Thought someone might say that! What took you so long!!

Granted, Iroko is an oily wood.

Personally I dont like oil much. Its what its going to look like in a few years time that counts. I just don't think it looks as nice and fresh as using a light laquer finish.

But I do accept that its probally the easiest finish to apply. Lots of maintainence for the customer though.

To be sexist here, its probally the housewife that does the dusting, and thats all she will usually want to do = dust. NOT oil! which she will have to do on a regular basis if she wants the peice to keep looking ok.
Its alright starting aff with loads of enthusiasm, working the oil lovingly into the wood etc but that romantic feeling will soon rub off and the pieces will eventually become dry and unloved!

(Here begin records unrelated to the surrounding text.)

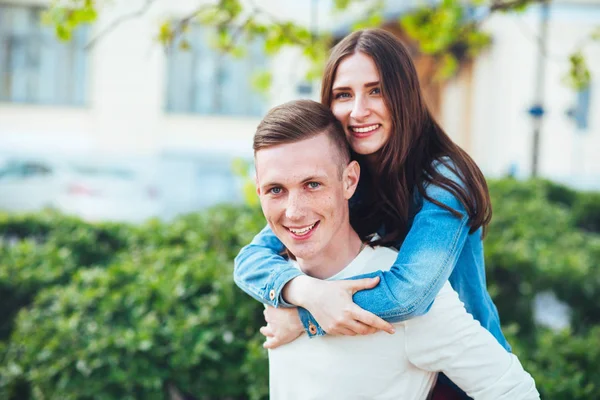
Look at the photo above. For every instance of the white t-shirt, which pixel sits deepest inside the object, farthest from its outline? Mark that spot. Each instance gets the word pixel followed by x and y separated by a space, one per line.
pixel 403 365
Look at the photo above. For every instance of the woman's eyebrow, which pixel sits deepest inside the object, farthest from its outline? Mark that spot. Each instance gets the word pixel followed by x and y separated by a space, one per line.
pixel 367 85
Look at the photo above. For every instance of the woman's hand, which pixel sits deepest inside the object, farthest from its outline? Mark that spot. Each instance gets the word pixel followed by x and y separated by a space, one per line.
pixel 330 302
pixel 283 326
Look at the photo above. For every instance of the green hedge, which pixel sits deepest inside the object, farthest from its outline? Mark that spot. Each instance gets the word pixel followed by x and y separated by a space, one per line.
pixel 112 311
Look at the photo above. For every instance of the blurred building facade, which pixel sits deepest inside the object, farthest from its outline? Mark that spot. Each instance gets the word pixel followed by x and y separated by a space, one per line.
pixel 126 95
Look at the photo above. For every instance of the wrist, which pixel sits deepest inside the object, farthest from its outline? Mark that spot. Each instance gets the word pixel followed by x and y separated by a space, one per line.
pixel 296 291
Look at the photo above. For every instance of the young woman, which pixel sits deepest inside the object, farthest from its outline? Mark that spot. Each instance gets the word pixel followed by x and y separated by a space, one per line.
pixel 418 191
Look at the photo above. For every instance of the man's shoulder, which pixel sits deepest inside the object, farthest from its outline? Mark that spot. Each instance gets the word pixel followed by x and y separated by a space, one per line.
pixel 382 258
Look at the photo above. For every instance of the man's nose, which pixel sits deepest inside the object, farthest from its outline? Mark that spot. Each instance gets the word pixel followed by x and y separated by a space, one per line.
pixel 294 210
pixel 360 108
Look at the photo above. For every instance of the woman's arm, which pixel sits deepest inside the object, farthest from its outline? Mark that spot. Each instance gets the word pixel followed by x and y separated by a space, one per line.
pixel 261 272
pixel 425 261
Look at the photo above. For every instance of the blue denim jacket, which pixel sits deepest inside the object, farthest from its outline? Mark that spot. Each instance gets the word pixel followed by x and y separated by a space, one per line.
pixel 438 247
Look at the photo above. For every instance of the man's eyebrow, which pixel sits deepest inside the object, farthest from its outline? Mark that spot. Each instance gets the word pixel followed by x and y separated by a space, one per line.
pixel 367 85
pixel 270 184
pixel 315 177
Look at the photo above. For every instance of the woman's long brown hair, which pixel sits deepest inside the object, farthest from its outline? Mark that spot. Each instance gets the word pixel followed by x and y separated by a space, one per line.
pixel 408 160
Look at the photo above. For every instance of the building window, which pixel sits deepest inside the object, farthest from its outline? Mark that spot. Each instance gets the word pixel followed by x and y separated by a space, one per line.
pixel 202 80
pixel 35 67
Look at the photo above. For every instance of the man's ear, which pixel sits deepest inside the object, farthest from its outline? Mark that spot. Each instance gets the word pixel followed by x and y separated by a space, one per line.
pixel 350 178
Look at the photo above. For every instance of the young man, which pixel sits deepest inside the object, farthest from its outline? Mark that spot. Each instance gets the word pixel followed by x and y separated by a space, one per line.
pixel 304 180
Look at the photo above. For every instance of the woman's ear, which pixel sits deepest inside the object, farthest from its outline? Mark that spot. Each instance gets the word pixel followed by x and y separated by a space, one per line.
pixel 350 178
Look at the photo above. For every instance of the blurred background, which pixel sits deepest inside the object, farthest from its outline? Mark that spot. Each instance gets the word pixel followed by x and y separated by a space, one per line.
pixel 124 123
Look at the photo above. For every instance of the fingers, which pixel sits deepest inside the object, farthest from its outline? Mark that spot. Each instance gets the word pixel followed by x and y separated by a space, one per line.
pixel 372 320
pixel 267 331
pixel 362 284
pixel 361 329
pixel 271 343
pixel 341 331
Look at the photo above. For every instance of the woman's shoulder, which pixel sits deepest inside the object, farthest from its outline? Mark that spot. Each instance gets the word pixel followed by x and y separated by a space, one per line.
pixel 446 167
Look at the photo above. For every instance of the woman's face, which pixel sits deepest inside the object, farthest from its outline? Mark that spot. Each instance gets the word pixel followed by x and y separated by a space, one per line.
pixel 358 104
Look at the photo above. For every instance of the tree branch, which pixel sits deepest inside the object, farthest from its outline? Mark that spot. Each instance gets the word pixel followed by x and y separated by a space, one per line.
pixel 114 24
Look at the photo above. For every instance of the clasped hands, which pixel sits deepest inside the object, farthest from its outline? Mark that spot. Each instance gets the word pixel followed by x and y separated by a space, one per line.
pixel 330 302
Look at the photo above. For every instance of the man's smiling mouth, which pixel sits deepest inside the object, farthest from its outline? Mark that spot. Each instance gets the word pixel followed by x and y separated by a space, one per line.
pixel 302 231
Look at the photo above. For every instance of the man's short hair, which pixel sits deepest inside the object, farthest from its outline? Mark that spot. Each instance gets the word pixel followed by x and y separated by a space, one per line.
pixel 299 120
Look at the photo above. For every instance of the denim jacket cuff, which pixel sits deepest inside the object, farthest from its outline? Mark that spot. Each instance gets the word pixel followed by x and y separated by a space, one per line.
pixel 311 326
pixel 274 295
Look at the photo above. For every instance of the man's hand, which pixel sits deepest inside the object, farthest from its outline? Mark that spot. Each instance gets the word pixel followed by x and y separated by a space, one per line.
pixel 283 326
pixel 330 302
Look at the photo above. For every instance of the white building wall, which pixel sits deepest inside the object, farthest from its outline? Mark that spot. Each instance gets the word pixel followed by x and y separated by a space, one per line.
pixel 125 112
pixel 503 91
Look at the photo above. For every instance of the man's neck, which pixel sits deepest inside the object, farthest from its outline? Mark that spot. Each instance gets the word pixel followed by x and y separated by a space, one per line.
pixel 343 249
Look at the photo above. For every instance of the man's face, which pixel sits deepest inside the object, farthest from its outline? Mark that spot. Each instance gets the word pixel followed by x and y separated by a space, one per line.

Ditch the oil, go for the laquer!!

I expect you've got lots of lovely looking furniture in your house all nicely oiled Doughnut? I know, I'm a woodworking philistine! Ignore me!!

Nothing personal BTW

Cheeers


----------



## Anonymous (21 Apr 2003)

Sorry

Just moving Matstro Along 8) 

'Move along please'


----------



## Anonymous (22 Apr 2003)

I cant afford the furniture that I make. Just MFI tat in my house Im afraid.
I am not against laquering, as you would have realised if you had read my previous posts. I just felt sorry for the poor bloke being being bombarded by 2000 word posts on different types of wax.
Whilst we are on laquer. Cellulose not water based. Spray dont brush!!!
 Cellulose finishes make for a happy woodworker  
Doughnut


----------